Roadmap

Roadmap#

This document lists general directions that core developers are interested to see developed in Pyodide. The fact that an item is listed here is in no way a promise that it will happen, as resources are limited. Rather, it is an indication that help is welcomed on this topic.

Improve documentation#

Our API documentation is fairly detailed, but they need more introductory information like tutorials. We also want to add more information to the FAQ and improve the organization. It would also be good to find some way to include interactive code pens in the documentation.

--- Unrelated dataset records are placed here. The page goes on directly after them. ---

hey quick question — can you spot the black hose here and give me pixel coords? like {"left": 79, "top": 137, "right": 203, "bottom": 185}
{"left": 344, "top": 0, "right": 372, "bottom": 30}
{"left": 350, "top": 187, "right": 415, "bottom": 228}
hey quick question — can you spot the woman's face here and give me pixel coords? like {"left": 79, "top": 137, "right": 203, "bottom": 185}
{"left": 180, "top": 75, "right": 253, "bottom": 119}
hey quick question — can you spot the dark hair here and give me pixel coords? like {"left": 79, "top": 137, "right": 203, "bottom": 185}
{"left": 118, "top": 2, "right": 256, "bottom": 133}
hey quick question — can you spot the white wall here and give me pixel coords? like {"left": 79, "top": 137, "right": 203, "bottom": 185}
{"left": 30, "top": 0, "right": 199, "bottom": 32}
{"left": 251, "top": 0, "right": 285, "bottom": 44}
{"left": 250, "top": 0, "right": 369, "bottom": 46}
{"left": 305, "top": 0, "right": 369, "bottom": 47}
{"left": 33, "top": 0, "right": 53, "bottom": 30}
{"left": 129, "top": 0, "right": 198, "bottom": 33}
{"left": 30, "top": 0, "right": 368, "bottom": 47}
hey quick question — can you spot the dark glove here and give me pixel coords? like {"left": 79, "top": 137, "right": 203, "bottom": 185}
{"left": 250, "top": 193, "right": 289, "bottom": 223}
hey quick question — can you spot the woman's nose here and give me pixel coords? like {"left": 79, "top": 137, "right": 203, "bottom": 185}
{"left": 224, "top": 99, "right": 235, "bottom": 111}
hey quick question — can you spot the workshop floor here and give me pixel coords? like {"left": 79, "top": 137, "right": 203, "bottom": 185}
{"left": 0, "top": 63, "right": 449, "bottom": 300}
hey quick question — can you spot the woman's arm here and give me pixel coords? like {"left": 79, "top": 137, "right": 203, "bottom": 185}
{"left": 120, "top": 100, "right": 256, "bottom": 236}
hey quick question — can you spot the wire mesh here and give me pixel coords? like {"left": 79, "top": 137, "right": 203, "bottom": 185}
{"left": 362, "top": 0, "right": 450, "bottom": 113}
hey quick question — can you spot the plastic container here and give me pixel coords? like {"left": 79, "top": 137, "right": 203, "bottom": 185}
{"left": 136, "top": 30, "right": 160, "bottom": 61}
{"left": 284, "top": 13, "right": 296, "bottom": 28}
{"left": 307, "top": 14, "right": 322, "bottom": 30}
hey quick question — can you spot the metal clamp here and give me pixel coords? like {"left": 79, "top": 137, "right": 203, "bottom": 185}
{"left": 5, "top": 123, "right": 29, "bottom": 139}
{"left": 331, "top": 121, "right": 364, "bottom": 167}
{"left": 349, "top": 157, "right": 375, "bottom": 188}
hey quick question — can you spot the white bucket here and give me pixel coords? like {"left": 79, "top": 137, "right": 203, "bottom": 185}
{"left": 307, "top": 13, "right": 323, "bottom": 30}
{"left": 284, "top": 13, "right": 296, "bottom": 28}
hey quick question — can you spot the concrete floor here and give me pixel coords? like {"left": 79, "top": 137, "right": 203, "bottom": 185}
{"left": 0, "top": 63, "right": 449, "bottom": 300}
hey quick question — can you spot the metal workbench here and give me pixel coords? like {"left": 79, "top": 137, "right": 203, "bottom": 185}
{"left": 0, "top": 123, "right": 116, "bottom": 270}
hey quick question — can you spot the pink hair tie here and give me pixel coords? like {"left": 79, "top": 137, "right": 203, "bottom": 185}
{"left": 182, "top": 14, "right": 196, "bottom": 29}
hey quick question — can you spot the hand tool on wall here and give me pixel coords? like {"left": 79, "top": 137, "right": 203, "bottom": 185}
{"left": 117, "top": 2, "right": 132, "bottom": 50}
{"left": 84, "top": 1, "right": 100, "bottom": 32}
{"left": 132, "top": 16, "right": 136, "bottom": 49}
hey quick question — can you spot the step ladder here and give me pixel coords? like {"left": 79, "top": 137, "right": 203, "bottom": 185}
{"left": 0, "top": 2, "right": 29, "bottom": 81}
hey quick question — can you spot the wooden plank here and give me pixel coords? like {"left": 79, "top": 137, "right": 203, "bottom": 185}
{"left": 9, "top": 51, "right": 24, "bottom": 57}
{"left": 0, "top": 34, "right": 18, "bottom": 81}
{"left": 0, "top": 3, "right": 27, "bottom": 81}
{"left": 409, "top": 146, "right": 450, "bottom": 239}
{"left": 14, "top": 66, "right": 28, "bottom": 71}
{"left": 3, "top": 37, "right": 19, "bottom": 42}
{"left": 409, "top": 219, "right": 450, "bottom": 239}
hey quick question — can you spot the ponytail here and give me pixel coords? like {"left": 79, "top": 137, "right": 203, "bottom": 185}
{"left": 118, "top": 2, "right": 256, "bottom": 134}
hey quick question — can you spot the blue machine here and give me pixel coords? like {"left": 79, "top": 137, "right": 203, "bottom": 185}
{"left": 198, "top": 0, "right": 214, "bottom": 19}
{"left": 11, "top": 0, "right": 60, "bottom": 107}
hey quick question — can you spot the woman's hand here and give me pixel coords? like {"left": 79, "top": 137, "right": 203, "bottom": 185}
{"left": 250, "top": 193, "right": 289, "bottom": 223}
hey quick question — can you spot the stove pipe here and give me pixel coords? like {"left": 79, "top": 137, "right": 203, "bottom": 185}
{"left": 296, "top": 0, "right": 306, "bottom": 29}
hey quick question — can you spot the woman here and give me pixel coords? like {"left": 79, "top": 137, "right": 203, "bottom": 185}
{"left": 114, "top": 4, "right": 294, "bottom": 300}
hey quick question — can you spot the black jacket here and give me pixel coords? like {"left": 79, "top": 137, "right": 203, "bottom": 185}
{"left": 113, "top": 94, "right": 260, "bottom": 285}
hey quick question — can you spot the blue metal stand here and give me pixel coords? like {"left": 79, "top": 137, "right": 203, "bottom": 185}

Reducing download sizes and initialization times#

At present a first load of Pyodide requires a 6.4 MB download, and the environment initialization takes 4 to 5 seconds. Subsequent page loads are faster since assets are cached in the browser. Both of these indicators can likely be improved, by optimizing compilation parameters, minifying the Python standard library and packages, reducing the number of exported symbols. To figure out where to devote the effort, we need a better profiling system for the load process.

See issue #646.

Improve performance of Python code in Pyodide#

Across benchmarks Pyodide is currently around 3x to 5x slower than native Python.

At the same time, C code compiled to WebAssembly typically runs between near native speed and 2x to 2.5x times slower (Jangda et al. 2019 PDF). It is therefore very likely that the performance of Python code in Pyodide can be improved with some focused effort.

In addition, scientific Python code would benefit from packaging a high performance BLAS library such as BLIS.

See issue #1120.

Find a better way to compile Fortran#

Currently, we use f2c to cross compile Fortran to C. This does not work very well because f2c only fully supports Fortran 77 code. LAPACK has used more modern Fortran features since 2008 and Scipy has adopted more recent Fortran as well. f2c still successfully generates code for all but 6 functions in Scipy + LAPACK, but much of the generated code is slightly wrong and requires extensive patching. There are still a large number of fatal errors due to call signature incompatibilities.

If we could use an LLVM-based Fortran compiler as a part of the Emscripten toolchain, most of these problems would be solved. There are several promising projects heading in that direction including flang and lfortran.

See scipy/scipy#15290.

Better project sustainability#

Some of the challenges that Pyodide faces, such as maintaining a collection of build recipes, dependency resolution from PyPI, etc are already solved in either Python or JavaScript ecosystems. We should therefore strive to better reuse existing tooling, and seeking synergies with existing initiatives in this space, such as conda-forge.

See issue #795.

Improve support for WebWorkers#

WebWorkers are necessary in order to run computational tasks in the browser without hanging the user interface. Currently, Pyodide can run in a WebWorker, however the user experience and reliability can be improved.

See issue #1504.

Synchronous IO#

The majority of existing I/O APIs are synchronous. Unless we can support synchronous IO, much of the existing Python ecosystem cannot be ported. There are several different approaches to this, we would like to support at least one method.

See issue #1503.

Write http.client in terms of Web APIs#

Python packages make an extensive use of packages such as requests to synchronously fetch data. We currently can’t use such packages since sockets are not available in Pyodide. We could however try to re-implement some stdlib libraries with Web APIs, potentially making this possible.

Because http.client is a synchronous API, we first need support for synchronous IO.

See issue #140.